In position encoding of the transformer, we usually use a sinusoidal encoding rather than a binary encoding even though a binary encoding could successfully capture the positional information very similar to a sinusoidal encoding (with multiple values of i for position closeness)

1. though, I understand that the sinusoidal wrapper is continuous and yields certain benefits. What I do not understand is why do we use the term we use inside the sin and cosine wrappers.

pos/10000^(2i/d)

why do we have to use this ? isn't there any other simplified function that can be used around sin and cosine that shows positional (both near and far) difference as i is changed ?

2. why do we have to use sin and cosine wrappers at all instead of some other continuous functions that accurately captures the positional information. I know that using sin and cosine wrappers has some trigonometric properties that makes sure a position vector can be represented as a linear transformation of another position vector. But this does seem pretty irrelevant since this property is not used by the encoder or in self-attention anywhere. I understand that the information of the position is implicitly taken into account by the encoder but nowhere is the trigonometric property is used. It seems not necessary to me. Am I missing something ?

Answer 1

First, consider why we need positional encoding in the first place. The attention operation is permutation invariant - computing self-attention on a sequence [a, b, c] yields the same results [b, c, a] (with the output order permuted of course). For natural language processing, we expect the order of words to matter. As a result, we need to give the model some way of distinguishing order so that [a, b, c] is seen as different from [b, c, a].

To your question of why use sin/cos instead of some other function, it really doesn't matter all that much. There are some nice properties of using sin/cos that I'll explain later on, but at a high level it doesn't really matter all that much. You just need some way to inject position into the input embeddings. You can use sin/cos, linear biases (ie ALiBi), RoPE, polynomial functions, learned positional embeddings, etc. They all accomplish the same goal.

Now lets look at sin/cos in more detail. The full equation is:

$$ PE_{(pos, 2i)} = sin(pos/10000^{2i/d}) \\ PE_{(pos, 2i+1)} = cos(pos/10000^{2i/d}) $$

Or in pytorch:

max_len = 10000
d_model = 1024
position = torch.arange(max_len).unsqueeze(1)
div_term = torch.exp(torch.arange(0, d_model, 2) * (-math.log(max_len) / d_model))
pe = torch.zeros(max_len, 1, d_model)
pe[:, 0, 0::2] = torch.sin(position * div_term)
pe[:, 0, 1::2] = torch.cos(position * div_term)

Note that the positional encoding is a 2D matrix. Each position index is given a vector position encoding of length d_model, and each value in the position vector comes from a sin/cosine with a different frequency. The i value in the equation refers to the dimension in the positional embedding, not the position itself.
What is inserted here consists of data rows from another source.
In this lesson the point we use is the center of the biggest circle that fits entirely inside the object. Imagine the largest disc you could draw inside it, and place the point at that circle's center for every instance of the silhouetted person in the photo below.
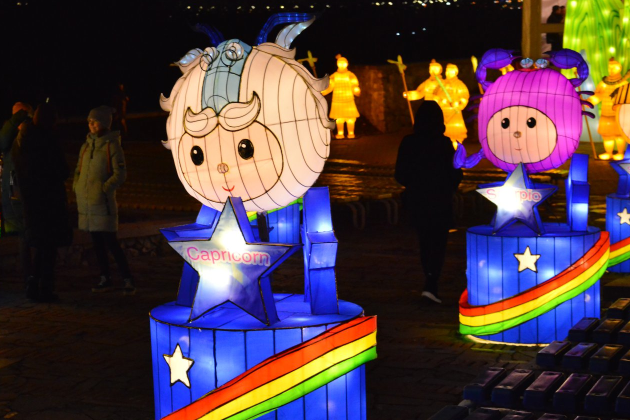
(425, 168)
(555, 39)
(41, 173)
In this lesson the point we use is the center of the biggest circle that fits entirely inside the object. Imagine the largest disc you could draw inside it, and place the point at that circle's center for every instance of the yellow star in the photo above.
(624, 216)
(179, 366)
(527, 260)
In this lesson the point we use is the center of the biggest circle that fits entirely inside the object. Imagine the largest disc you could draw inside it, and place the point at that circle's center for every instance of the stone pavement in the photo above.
(88, 356)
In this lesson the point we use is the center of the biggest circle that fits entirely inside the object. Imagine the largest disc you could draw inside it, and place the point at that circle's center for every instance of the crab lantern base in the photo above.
(519, 287)
(226, 342)
(618, 224)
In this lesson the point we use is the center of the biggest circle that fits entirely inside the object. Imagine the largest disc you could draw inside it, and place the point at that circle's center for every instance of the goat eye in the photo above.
(246, 149)
(196, 154)
(531, 122)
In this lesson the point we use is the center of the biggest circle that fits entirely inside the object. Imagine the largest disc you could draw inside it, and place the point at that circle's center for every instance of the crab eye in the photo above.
(531, 122)
(246, 149)
(196, 154)
(234, 51)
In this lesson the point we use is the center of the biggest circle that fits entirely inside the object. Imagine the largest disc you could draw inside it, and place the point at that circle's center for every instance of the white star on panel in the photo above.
(624, 216)
(527, 260)
(179, 365)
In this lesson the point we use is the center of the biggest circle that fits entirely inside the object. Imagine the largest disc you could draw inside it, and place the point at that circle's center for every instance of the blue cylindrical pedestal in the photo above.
(617, 227)
(493, 275)
(227, 341)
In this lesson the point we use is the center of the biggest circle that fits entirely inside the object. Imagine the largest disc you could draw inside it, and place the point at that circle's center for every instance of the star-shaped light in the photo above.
(624, 217)
(232, 267)
(516, 200)
(622, 167)
(527, 260)
(179, 366)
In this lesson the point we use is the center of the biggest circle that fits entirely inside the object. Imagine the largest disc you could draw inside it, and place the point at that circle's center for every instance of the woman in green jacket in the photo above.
(100, 171)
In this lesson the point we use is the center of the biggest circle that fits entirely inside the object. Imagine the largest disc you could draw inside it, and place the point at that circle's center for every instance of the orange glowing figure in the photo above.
(345, 86)
(452, 96)
(609, 129)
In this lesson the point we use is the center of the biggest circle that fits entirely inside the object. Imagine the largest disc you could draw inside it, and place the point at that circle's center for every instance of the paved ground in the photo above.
(88, 356)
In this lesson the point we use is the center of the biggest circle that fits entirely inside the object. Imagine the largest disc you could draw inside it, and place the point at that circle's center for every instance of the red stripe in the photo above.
(581, 265)
(276, 366)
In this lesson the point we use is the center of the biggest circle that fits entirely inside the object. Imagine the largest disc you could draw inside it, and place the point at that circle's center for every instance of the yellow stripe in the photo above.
(273, 388)
(480, 320)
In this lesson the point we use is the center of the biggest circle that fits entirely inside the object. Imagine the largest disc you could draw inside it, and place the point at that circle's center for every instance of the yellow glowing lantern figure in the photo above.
(453, 97)
(345, 86)
(609, 129)
(430, 87)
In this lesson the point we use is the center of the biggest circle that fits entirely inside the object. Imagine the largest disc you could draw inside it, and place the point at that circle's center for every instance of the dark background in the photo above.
(76, 52)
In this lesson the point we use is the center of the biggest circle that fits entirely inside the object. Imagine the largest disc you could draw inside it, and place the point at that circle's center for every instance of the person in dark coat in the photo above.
(425, 168)
(41, 173)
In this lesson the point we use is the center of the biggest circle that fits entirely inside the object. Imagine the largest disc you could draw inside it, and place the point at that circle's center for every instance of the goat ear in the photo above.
(297, 23)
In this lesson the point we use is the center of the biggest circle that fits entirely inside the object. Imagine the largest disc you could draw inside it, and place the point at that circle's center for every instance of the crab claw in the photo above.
(495, 58)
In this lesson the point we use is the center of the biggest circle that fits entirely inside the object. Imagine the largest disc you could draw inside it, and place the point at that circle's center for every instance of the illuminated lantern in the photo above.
(428, 89)
(248, 122)
(248, 131)
(609, 128)
(453, 98)
(345, 86)
(530, 281)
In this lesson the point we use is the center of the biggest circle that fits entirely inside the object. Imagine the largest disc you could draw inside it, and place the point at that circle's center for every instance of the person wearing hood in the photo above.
(100, 171)
(425, 168)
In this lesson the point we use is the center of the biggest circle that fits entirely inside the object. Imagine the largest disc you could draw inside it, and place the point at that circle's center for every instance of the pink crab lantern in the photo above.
(531, 115)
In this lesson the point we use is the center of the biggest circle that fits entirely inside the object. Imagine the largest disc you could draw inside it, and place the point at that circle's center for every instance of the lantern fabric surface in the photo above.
(247, 122)
(453, 98)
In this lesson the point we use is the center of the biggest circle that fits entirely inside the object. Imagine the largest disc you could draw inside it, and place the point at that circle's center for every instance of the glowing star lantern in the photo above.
(233, 268)
(517, 200)
(428, 89)
(248, 121)
(453, 97)
(609, 128)
(345, 86)
(531, 115)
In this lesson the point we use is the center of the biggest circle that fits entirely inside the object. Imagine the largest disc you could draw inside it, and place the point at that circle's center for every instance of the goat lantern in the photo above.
(248, 131)
(529, 281)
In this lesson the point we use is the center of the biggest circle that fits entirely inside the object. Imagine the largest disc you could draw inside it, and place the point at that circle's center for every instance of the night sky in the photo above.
(76, 52)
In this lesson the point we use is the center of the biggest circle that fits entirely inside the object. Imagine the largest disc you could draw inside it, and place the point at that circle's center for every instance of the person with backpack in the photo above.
(100, 171)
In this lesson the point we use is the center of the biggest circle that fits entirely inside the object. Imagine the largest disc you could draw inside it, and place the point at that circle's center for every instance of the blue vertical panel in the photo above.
(156, 367)
(353, 385)
(202, 374)
(162, 347)
(181, 393)
(482, 294)
(230, 355)
(510, 281)
(259, 346)
(315, 400)
(527, 280)
(545, 266)
(337, 399)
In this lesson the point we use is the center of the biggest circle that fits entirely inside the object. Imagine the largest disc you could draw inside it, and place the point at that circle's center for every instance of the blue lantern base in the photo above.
(618, 231)
(493, 275)
(227, 341)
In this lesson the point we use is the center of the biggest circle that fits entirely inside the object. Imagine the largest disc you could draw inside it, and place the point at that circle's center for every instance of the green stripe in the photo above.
(307, 386)
(510, 323)
(619, 259)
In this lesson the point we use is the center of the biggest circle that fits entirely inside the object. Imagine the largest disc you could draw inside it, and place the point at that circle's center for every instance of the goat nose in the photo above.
(223, 168)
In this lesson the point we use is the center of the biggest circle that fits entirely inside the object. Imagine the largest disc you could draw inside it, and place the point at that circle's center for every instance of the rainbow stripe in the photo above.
(619, 252)
(288, 375)
(511, 312)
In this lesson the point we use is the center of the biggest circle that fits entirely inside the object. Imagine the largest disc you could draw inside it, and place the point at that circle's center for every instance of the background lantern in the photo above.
(345, 86)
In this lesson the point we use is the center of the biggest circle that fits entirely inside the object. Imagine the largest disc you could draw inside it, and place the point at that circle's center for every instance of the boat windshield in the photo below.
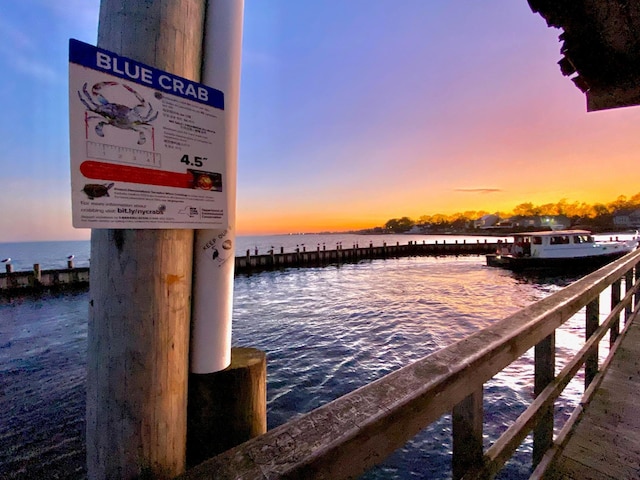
(582, 239)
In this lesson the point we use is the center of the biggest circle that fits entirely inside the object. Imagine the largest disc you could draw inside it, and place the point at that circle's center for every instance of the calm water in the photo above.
(326, 331)
(54, 254)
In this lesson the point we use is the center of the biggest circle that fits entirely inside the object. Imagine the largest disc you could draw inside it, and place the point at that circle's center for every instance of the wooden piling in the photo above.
(139, 307)
(227, 408)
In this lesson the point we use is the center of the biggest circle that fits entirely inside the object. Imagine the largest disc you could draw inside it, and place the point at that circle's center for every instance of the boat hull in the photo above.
(571, 264)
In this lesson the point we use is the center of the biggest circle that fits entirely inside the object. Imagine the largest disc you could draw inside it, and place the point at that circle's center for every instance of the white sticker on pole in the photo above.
(147, 146)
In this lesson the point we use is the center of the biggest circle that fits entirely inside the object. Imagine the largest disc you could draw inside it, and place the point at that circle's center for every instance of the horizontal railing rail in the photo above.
(348, 436)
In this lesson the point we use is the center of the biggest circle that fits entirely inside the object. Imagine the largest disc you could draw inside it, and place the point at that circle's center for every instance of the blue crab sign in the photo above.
(147, 146)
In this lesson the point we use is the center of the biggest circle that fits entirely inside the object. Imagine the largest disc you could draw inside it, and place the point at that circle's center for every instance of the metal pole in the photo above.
(214, 249)
(139, 309)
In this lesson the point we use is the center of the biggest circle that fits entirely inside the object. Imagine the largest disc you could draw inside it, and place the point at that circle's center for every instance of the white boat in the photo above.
(560, 249)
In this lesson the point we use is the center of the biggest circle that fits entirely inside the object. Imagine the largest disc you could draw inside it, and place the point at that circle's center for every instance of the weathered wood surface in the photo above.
(227, 407)
(349, 435)
(140, 297)
(605, 443)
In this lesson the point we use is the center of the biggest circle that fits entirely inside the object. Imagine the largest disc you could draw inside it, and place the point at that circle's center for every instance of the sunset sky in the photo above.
(352, 113)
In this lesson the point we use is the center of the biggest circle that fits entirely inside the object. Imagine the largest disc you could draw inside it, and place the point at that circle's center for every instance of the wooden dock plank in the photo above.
(606, 442)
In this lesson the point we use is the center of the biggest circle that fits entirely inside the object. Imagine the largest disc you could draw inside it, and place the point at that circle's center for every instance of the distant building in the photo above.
(627, 219)
(486, 221)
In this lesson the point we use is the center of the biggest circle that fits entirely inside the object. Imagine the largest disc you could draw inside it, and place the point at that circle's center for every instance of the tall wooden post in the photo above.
(139, 309)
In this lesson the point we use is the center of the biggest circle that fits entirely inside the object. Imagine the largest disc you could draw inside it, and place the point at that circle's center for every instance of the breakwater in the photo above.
(39, 280)
(78, 277)
(320, 257)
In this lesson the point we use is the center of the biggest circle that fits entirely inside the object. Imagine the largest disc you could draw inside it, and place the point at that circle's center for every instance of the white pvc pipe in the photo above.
(214, 250)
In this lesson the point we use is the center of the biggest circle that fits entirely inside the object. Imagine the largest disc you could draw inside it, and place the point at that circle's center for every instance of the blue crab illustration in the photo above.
(120, 116)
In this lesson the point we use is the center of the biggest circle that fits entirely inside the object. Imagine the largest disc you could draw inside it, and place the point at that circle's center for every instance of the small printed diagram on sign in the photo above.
(117, 107)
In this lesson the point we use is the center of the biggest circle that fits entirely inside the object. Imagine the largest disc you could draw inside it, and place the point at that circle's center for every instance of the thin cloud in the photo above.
(478, 190)
(19, 50)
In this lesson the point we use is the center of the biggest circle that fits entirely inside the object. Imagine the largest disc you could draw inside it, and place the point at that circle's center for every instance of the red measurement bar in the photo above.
(125, 173)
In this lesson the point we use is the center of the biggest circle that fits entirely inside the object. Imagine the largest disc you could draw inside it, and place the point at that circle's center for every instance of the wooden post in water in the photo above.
(467, 419)
(592, 322)
(544, 374)
(37, 274)
(139, 308)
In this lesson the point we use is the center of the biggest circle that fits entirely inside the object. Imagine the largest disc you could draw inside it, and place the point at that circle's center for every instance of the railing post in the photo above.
(592, 322)
(545, 364)
(615, 300)
(628, 285)
(636, 297)
(467, 434)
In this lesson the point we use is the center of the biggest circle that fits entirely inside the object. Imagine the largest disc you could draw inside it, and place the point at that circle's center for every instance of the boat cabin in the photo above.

This means the position vector contains a mixture of values with different frequencies. The idea is the low frequency values capture global position differences, and high frequency values capture local position differences.

You mention using a binary encoding. Imagine something like this:

0: 0, 0, 0
1: 0, 0, 1
2: 0, 1, 0
3: 0, 1, 1
4: 1, 0, 0
5: 1, 0, 1
6: 1, 1, 0
7: 1, 1, 1

Note how the first column oscillates slowly, while the final column oscillates quickly. This is essentially what the sin/cos positional encoding is doing, just with floats rather than ints.

Using sin/cos has the benefit of producing position encoding values that are bounded, smooth, and can extrapolate beyond the max sequence length if needed. These properties make the sin/cos position embeddings work nicely for the task, but they are not theoretically necessary.